The fatwa placed on Larry David during the season premiere of Curb Your Enthusiasm has been the overarching plot for its ninth season, showcasing Larry’s struggles to undo and come to terms with it. However, the latest episode gave Larry a break from his paranoia, with the fatwa pushed to the side.

CURB YOUR ENTHUSIASM SEASON 9, EPISODE 5 RECAP

David begins the episode talking with Sal, the relatively new gatekeeper at his local golf club. Sal’s jovially demonstrating two accents to a visibly impatient Larry, asking him which voice sounds more accurate. We cut to Larry in the club’s restaurant with Jeff Green and Richard Lewis, with Larry confiding to them how tiring it is to talk with Sal, wishing he could hit a reset button on their relationship.

The waiter arrives to take their orders. Although Larry was concerned over how the chef “made a face” upon hearing his request to broil his meal, Larry decides he still wants it broiled. Larry more overtly annoys a fellow golf aficionado when he informs him that, while his infant daughter is cute, she “looks a little Asian.” Later, Larry’s back at home, conversing with his mailwoman, Jane. Larry jokes that she’s a stickler, spurring her to quip how that might be why she’s still single.

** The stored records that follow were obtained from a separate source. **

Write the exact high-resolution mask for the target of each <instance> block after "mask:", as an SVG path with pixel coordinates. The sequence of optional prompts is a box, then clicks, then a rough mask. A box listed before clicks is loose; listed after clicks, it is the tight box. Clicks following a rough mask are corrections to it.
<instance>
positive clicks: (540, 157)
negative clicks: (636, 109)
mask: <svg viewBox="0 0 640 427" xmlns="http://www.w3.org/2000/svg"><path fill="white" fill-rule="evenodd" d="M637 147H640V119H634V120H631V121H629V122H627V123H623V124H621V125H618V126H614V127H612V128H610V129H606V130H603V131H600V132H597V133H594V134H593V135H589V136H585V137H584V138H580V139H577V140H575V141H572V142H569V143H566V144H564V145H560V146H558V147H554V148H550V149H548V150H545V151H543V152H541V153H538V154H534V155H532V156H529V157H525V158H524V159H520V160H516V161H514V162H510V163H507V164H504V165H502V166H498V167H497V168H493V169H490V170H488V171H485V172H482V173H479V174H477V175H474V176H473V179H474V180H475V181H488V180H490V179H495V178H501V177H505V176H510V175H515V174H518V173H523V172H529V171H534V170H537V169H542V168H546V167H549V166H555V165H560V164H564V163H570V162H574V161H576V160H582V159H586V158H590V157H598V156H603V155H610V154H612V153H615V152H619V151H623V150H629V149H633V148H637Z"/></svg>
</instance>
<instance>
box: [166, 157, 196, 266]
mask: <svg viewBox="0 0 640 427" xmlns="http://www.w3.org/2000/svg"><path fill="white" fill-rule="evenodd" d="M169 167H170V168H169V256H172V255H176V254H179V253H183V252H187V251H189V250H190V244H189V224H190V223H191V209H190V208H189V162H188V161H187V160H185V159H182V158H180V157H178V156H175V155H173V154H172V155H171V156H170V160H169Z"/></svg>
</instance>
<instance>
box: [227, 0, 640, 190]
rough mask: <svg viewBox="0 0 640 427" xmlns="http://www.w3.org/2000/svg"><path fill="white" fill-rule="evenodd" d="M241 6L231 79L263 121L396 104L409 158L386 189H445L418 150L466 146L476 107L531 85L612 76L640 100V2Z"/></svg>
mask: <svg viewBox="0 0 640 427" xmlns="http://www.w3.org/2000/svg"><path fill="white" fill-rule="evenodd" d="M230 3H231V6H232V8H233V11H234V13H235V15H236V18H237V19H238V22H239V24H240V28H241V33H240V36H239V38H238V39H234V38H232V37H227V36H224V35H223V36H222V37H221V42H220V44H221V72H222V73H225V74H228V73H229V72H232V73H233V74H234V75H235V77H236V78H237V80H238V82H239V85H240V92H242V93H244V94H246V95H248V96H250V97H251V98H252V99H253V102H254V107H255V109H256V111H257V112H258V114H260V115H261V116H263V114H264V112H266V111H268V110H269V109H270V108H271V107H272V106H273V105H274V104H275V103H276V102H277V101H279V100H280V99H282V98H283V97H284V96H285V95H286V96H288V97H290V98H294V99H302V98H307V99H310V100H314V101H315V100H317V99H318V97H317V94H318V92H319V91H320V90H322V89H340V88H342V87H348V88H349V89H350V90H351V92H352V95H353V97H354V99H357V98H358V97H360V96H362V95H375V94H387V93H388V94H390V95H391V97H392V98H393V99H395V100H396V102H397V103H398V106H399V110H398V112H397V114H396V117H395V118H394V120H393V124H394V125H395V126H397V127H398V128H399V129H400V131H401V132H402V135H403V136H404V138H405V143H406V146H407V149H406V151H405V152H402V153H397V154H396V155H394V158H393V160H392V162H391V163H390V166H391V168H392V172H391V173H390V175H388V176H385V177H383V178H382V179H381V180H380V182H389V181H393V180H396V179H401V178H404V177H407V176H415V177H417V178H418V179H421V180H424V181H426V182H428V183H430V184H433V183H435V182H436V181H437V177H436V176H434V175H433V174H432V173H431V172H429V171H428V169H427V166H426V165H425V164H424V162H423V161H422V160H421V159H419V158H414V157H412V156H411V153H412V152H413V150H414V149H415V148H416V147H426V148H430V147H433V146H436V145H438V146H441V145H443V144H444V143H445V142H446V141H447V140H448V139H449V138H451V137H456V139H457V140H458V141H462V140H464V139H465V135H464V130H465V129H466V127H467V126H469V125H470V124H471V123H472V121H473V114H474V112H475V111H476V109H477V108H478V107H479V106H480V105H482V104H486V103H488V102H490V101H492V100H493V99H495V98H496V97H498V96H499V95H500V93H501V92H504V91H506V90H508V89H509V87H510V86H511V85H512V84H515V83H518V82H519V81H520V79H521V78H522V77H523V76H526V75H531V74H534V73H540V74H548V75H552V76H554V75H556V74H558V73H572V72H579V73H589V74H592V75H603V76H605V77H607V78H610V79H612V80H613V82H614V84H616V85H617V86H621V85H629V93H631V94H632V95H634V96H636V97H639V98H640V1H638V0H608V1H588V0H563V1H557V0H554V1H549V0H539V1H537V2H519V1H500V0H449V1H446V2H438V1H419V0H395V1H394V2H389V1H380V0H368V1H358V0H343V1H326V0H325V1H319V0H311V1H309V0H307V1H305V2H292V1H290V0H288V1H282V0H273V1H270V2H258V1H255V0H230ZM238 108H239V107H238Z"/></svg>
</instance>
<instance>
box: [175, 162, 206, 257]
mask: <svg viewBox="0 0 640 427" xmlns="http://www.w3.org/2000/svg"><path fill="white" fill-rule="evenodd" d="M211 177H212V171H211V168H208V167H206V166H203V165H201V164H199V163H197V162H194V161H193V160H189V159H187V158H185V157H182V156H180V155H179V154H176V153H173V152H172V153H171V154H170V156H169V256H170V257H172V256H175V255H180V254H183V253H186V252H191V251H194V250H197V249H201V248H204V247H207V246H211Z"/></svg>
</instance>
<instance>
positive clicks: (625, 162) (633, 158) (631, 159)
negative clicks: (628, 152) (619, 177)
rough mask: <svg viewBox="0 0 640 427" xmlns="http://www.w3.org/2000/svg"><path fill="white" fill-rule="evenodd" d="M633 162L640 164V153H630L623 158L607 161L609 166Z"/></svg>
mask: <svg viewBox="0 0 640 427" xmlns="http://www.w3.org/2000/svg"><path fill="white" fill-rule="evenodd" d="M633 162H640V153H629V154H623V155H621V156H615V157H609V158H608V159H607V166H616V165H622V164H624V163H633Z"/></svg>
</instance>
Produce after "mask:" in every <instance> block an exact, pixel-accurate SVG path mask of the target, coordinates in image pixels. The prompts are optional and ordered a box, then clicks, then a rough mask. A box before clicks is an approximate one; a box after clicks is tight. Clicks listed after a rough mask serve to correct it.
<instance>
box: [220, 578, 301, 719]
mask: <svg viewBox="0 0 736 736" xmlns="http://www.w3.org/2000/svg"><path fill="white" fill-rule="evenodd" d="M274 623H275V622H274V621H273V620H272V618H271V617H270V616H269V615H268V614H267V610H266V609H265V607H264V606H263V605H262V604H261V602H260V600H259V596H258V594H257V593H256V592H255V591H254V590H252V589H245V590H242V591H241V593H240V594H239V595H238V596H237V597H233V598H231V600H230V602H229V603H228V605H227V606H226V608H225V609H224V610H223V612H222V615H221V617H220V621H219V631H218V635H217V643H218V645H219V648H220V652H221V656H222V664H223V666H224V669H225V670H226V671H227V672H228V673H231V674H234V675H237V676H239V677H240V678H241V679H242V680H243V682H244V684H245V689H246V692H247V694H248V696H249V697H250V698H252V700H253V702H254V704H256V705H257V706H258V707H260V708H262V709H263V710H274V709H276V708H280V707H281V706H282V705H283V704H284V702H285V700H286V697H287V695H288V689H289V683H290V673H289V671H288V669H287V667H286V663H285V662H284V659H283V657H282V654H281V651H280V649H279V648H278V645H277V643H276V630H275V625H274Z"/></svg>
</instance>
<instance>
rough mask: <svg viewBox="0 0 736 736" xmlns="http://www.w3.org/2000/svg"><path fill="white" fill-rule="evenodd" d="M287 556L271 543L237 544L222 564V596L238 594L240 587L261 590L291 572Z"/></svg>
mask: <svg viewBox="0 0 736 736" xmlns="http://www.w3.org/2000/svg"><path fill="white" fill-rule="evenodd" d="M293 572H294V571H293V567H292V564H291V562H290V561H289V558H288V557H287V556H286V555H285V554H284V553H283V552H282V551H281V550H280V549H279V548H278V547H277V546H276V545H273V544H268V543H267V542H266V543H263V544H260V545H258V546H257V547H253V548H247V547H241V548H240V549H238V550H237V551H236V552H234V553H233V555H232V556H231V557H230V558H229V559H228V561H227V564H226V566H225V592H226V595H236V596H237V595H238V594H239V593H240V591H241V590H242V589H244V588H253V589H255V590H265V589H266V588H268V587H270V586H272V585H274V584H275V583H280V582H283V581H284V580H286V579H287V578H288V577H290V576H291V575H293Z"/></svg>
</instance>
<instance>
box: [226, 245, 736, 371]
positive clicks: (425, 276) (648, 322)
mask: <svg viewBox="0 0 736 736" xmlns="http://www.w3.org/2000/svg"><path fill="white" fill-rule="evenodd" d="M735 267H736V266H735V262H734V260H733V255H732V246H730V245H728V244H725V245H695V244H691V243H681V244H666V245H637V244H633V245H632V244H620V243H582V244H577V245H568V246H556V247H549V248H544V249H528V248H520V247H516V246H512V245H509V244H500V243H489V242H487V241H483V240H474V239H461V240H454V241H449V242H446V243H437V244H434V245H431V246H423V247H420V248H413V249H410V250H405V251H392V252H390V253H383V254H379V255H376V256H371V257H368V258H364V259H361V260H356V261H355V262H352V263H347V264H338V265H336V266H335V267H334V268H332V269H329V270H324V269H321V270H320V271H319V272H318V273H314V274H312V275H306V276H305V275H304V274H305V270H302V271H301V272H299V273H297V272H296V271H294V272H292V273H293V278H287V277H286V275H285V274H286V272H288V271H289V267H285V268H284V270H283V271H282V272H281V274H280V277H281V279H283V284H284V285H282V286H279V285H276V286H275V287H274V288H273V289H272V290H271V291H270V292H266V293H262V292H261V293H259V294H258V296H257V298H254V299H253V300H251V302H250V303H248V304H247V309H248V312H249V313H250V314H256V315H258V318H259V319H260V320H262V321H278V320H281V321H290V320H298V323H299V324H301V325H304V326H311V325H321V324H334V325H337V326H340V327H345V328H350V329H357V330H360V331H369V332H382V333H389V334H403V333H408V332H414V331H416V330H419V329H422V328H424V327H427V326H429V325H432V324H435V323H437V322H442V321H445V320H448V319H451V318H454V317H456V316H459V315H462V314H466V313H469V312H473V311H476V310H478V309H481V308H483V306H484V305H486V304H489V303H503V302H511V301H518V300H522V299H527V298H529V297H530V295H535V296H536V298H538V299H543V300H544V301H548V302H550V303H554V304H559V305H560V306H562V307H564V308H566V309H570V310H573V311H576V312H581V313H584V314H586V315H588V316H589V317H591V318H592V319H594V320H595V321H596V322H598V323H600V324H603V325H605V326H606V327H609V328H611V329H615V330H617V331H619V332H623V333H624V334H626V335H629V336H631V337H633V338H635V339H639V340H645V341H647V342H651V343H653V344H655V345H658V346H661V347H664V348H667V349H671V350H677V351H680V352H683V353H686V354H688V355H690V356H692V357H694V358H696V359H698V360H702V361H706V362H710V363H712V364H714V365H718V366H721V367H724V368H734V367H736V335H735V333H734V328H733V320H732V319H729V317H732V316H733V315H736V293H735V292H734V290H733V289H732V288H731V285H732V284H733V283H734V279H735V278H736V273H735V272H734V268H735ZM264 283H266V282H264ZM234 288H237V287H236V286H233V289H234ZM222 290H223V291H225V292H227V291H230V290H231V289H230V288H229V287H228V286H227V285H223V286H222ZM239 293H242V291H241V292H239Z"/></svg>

That night, Jeff and Susie are hosting a party for their daughter and her fiance, Victor, a former soldier. Jeff makes a passing mention of his exploits with his realtor to Richard and Larry, causing the latter to talk about his attractive mailwoman. “We don’t care about what they do, we care about what they look like,” Larry asserts. Richard concurs, noting how he dated a garbage woman once. Larry, displeased with that revelation, moves over to Susie, where the two discuss the merit of “Save the Date” cards. (Larry believes it’d be easier to just send a wedding invitation from the get-go, Susie insist “this is how it’s done.”) Shortly thereafter the happy couple arrives, though they don’t stay long. Whereas everyone else thanked Victor for his service, Larry said it was nice to meet him. Larry subsequently departs after an irate Susie, displeased with how her delicious salmon will go to waste, forces him out.

Larry and Jane are purchasing snacks at a movie theater, and while Larry’s apprehensive over her tendency to meld Reese’s Pieces with popcorn, he agrees to go along with it. Jane saved their seats as Larry paid for their food, though it takes Larry a considerable amount of time to find where she was. They bicker over whether Larry’s disturbance made a scene or if Jane should have gestured at Larry more discernibly. Consequently, Larry asked if they could hit a reset button that night as he walked her to her door. He insists how he needs to psyche himself up when seeing his partner, and it’s challenging to do that when he sees her six days a week. She makes a face, reluctant to reset their relationship.

Likewise, Larry tries to reset his dynamic with Sal next afternoon, which ends with him visibly angry. Once inside, Jeff informs Larry how Victor is obsessed with Larry’s refusal to thank him. Victor, a Seinfeld fan, was hoping to become friends with Larry, who wants to make amends. Fortunately, he has a perfect idea: Sal’s Revolutionary War reenactment. Jeff gleefully confirms Victor would love to take part in that.

The reenactment goes poorly. Larry and Victor are both donning blue coats, prepared to play their part. However, Sal spots Larry after they start marching, and retaliates by shooting cannons at him. Victor begins showcasing signs of PTSD upon being attacked, and the two run off in the chaos. They emerge into the parking lot, spotting the golf club’s owner with a younger woman – inspiring Larry to boast how he correctly thought that baby looked “a little Asian” – and he convinces Victor to join him in a few games of golf. “Come on, it’ll be fun.”

Randy, the new guard, greets Larry, commenting how Mr. Takahashi told him Larry’d be coming. Larry casually waves, refusing to strike a conversation. Victor, still shellshocked from earlier, begins chasing after the valets, believing them to be dangerous red coats. A worn out Larry – still in the blue coat he obtained in the war reenactment – walks home as his mailwoman drives by him, throwing his mail at him as she does so. Leon walks out, taking their mail as he thanks Larry for serving.

All in all, “Thank You for Your Service” was another solid entry of Curb Your Enthusiasm. Not conforming to the season’s fatwa plotline was a refreshing change, and Larry’s rapport with his costars, recurring members and this episode’s newcomers alike, remains strong. Moreover, it was nice to finally meet Victor, and I expect his misfortune to be brought up again in a later episode.